Today's move by Mayor Lightfoot and CPS not only violates the Union's agreement with the district, it ignores the impact that COVID-19 has on communities of color. The mayor has instead prioritized the wishes of Tom Devore - an opportunistic, right-wing extremist hundreds of miles away from Chicago - over the wishes of the people of our city. She has prioritized the needs of Mt. Greenwood over the needs of Englewood, Roseland, Little Village, North Lawndale and Brighton Park.
Chicago Public Schools has gone from mayoral control to Devore control, as the downstate swindler calls the shots, the mayor capitulates and CPS falls in line.
The district's move to make masks optional without bargaining to do so safely will have health and safety consequences, so we continue to call on CPS to drastically improve accommodations by providing greater access to the Virtual Academy. CPS must also provide additional accommodations to staff with medical vulnerabilities for whom collective masking was of critical importance for their safety, in addition to:
-Reporting the number of its adult and pediatric sized masks, and providing a specific plan for ongoing distribution to all schools or to all staff and students who want additional masks.
-Providing guidance and training to staff and families to ensure that no one is stigmatized for continuing to wear a mask.
-Providing a clear plan for how students under five, in particular, who are not eligible to be vaccinated, will remain safe.
-Sharing a transparent plan as to what metric will be used to determine when masks will again be required if conditions worsen, and providing a plan as to how it will assess the impact of going mask optional and how to proactively track and address any negative consequences.

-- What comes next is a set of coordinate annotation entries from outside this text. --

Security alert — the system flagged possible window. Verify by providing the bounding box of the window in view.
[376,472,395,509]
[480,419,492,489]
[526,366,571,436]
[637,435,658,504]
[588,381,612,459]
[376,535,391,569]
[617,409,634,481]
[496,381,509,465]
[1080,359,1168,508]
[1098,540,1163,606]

-Sharing a plan for how the district will continue to implement quarantine and contact tracing with fidelity under a mask-optional policy.
-Providing the weekly number of tests implemented, school by school, so there is transparent accountability to the agreement and for all stakeholders.
-Scheduling make-up days/after school hours for members to conduct phone banking to increase student testing consent and participation in vaccination events, particularly at schools where less than 50 percent of students signed up to test, and schools with vaccination rates of eligible students below 50 percent; and ensuring that every school that has an onsite vaccination mobile clinic or other vaccination opportunities has a captain in place to coordinate school efforts for the vaccination events scheduled.